Mülheim. Ilkay und Turgay Kaya machen Traditionen mit. Damit ihre Kinder deutsche Bräuche lernen. Die Kayas haben dabei ihren ganz eigenen Glauben.
Familie Kaya ist ab Anfang Dezember auf Weihnachten eingestellt: Dekorationen, Wunschzettel und Plätzchenbacken bestimmen das Lebensgefühl und den Rhythmus. Doch sie sind keine Christen. Sie haben einen ganz anderen Glauben. Sie sind Aleviten. Diese eigene, offene und tolerante Religion, so sehen es Anhänger oft selbst, hat Einflüsse aus dem Islam.
„Meine Kinder sollen deutsche Traditionen von klein auf kennenlernen“, sagt Mutter Ilkay entschieden. Deshalb gehen die Kinder der Familie Kaya auch in den Weihnachtsgottesdienst der Schule. „Dann können unsere Kinder später selbst entscheiden, welche Bräuche ihnen gefallen und was sie damit als Erwachsene machen wollen“, fügt die Krankenschwester hinzu. Vater Turgay nickt zustimmend. „Warum nicht? Wir leben schließlich hier“, sagt der 37-Jährige.
Auch alevitische Gebetstage im Jahr
Auch den alevitischen Glauben erleben die Kinder mit, beispielsweise einige wenige Gebetstage im Jahr. Die Eltern bezeichnen sich als nicht besonders religiös. „Wir halten uns an keine Dogmen und befolgen auch nicht jedes Ritual“, sagt Mutter Ilkay, auch 37 Jahre alt. Die Familie aus Stadtmitte backt gemeinsam Plätzchen vor und während der Adventszeit. In diesem Jahr gab’s Vanillekipferl mit Kokosraspeln. Auch türkische Spezialitäten isst die Familie dann, zum Beispiel Cevizli-Sucuk. Das sind mit verdicktem Traubensaft umhüllte Walnüsse.
Die beiden Kinder, Dilay (9) und ihr Bruder Devran (6) schreiben Wunschzettel an den Weihnachtsmann. Am 6. Dezember müssen sie vorliegen, damit der Weihnachtsmann auch pünktlich die Geschenke liefern kann. Was sich die Kinder in diesem Jahr gewünscht haben? Devran möchte Pokèmon-Karten und ein Lego-Auto, seine Schwester Dilay ein digitales Tagebuch mit Selfie-Funktion.

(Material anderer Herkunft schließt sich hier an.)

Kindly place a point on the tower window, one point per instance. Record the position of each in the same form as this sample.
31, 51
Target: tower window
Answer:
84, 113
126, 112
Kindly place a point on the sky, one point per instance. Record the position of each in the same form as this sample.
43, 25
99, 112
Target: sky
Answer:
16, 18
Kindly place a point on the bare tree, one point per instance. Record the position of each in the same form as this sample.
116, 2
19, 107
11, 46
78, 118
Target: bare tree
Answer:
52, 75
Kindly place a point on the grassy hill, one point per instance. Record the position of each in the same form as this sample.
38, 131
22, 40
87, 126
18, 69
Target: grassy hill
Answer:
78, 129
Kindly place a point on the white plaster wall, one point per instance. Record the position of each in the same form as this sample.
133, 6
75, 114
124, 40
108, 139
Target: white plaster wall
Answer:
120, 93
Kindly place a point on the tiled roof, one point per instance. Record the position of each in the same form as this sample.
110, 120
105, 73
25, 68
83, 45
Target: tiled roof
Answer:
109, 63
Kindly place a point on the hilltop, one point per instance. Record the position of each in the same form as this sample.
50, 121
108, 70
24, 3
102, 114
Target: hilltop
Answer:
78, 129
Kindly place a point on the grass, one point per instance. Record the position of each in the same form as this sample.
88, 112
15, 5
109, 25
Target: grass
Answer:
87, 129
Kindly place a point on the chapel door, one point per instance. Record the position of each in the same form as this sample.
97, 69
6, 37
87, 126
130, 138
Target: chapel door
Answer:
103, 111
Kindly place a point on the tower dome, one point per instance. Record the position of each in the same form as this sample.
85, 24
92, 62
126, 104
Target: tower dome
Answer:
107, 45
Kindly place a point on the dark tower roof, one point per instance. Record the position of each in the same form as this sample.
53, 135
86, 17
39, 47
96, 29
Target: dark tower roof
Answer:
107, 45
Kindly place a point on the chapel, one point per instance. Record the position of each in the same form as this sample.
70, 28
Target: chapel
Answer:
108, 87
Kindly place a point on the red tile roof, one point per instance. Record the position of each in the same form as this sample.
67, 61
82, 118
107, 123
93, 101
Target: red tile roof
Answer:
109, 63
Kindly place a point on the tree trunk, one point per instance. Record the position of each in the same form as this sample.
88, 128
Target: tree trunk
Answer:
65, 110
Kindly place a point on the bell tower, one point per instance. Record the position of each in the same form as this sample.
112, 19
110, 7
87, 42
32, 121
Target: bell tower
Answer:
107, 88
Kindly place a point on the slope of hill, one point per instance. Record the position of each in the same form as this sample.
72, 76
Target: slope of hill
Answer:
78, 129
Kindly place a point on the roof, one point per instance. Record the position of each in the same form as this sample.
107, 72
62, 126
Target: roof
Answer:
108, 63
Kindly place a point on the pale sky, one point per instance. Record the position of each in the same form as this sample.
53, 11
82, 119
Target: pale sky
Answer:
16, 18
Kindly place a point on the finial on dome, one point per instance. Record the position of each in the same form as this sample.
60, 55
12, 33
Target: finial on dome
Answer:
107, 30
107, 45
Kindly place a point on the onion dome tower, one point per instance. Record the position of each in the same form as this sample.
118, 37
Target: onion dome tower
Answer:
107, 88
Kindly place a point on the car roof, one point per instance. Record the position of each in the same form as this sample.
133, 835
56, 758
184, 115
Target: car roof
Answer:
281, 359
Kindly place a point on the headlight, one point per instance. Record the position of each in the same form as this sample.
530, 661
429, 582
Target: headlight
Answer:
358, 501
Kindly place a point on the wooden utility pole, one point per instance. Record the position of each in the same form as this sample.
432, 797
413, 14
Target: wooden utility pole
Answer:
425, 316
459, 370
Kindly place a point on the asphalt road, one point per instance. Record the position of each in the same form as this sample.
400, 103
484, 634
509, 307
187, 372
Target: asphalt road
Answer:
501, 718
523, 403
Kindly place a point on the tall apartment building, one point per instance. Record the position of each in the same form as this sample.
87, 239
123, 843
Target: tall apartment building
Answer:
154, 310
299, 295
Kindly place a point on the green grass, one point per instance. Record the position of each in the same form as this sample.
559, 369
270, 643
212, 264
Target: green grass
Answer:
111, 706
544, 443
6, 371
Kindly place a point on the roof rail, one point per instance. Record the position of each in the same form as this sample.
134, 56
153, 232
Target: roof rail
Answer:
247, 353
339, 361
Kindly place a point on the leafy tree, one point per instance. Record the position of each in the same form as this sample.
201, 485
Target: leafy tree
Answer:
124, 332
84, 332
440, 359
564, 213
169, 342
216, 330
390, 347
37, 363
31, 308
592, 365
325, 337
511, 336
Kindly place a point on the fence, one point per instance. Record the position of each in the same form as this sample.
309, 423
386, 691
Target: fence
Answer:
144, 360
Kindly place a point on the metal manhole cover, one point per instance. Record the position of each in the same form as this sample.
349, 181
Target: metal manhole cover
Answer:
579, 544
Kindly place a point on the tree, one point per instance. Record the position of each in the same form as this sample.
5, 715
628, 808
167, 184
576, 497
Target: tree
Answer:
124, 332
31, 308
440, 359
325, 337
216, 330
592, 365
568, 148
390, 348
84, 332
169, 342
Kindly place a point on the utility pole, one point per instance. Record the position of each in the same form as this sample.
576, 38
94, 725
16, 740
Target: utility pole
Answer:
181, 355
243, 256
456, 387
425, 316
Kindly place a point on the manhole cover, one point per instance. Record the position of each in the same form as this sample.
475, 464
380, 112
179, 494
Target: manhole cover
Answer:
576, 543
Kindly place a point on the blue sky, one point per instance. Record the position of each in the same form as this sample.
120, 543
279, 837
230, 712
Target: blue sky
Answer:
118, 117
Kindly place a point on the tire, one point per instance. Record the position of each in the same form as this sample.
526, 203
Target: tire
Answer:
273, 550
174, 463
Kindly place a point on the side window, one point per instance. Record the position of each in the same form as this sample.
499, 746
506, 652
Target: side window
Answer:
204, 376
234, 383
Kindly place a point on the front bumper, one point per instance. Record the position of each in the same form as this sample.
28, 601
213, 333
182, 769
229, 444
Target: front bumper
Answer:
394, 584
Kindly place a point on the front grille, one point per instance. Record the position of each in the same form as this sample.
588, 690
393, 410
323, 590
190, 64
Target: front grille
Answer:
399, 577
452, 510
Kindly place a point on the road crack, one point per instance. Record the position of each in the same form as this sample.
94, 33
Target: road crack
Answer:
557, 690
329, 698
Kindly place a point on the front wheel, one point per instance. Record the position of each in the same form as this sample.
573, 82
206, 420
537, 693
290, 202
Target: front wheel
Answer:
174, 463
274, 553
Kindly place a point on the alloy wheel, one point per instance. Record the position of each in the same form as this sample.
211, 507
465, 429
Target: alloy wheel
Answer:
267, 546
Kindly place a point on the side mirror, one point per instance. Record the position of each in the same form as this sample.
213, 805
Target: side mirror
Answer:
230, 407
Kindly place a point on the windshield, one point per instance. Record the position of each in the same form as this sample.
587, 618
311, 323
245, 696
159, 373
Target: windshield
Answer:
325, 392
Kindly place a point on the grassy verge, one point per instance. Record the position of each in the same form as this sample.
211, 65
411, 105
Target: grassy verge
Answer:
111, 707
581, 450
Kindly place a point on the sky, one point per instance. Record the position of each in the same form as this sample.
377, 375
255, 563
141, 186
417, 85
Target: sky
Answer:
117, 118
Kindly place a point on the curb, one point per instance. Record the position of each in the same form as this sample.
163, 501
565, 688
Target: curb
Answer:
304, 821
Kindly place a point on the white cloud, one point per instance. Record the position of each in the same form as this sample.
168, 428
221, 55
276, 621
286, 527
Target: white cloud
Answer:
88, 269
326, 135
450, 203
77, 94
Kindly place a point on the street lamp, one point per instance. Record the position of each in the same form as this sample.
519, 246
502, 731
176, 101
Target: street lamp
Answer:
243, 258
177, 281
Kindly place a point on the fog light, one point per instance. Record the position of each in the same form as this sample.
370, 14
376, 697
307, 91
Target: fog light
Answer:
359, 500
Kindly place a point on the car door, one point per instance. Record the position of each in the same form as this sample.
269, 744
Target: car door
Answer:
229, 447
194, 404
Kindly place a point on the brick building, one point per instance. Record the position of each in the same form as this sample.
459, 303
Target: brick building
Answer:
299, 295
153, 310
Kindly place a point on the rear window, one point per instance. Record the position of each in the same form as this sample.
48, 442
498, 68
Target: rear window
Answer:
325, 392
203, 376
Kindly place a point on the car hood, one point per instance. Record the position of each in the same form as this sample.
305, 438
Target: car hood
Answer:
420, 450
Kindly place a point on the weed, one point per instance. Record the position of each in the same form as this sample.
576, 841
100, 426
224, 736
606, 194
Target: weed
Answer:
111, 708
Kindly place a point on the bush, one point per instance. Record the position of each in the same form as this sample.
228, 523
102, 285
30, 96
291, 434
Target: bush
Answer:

Kinder haben Geschenkideen
Auch die Eltern gehen nicht leer aus. Zwar weiß Devran noch nicht, was er seinen Eltern schenkt, doch Dilay hat bereits Ideen. „Meistens schenke ich Mama und Papa selbstgemachte Karten, male und bastle diese. Das machen wir auch in der Schule“, sagt sie.
Die Geschenke liegen dann unter einem Tannenbaum. Jedes Jahr sind es die gleichen grünen Zweige. Denn der Baum der Familie Kaya ist aus Plastik, aus „praktischen Gründen“, wie es Mutter Ilkay sagt. Holzspielzeug, Lichterketten, Kugeln hängen daran. In der Adventszeit lesen die Eltern ihrem Nachwuchs aus Kinderbüchern Weihnachtsgeschichten vor, für Dilay aus Elfie Donnellys „Das Weihnachtsmädchen“.
Viele Kulturen treffen sich an Weihnachten
Seit neun Jahren ist Familie Kaya im Weihnachtsfieber — und jedes Jahr ist die Vorfreude auf diese Zeit groß. „Wir sind offen für die deutsche Kultur. Ich lege viel Wert darauf, dass meine Kinder die deutsche Kultur erleben“, sagt Ilkay Kaya.
Und an den beiden Weihnachtstagen trifft sich Ilkay Kayas ganze Familie bei ihrer Mutter. Der Bruder, Tanten und deren Familien sind dabei. Auf den Tisch kommt dann: Gänsebraten. Doch weder Rotkohl noch Kartoffeln sind die Beilagen. Vielmehr gibt es Mezze, das sind türkische Vorspeisen-Teller. Sarma, also gerollte Weinblätter, oder Köfte, das sind Hackfleischbällchen, werden dann auch gereicht. „Unser Essen ist ein Mix aus beiden Kulturen“, sagt Mutter Ilkay.
>>>Alevitentum – ein aufgeschlossener Glaube
Das Alevitentum ist je nach Ansicht eine eigene Religion oder eine besonders liberale Form des Islam. Aleviten selbst sprechen von einem eigenen Glauben.
Ziel eines gläubigen Aleviten ist: Erleuchtung durch Werte der Nächstenliebe, Bescheidenheit und Geduld zu erlangen.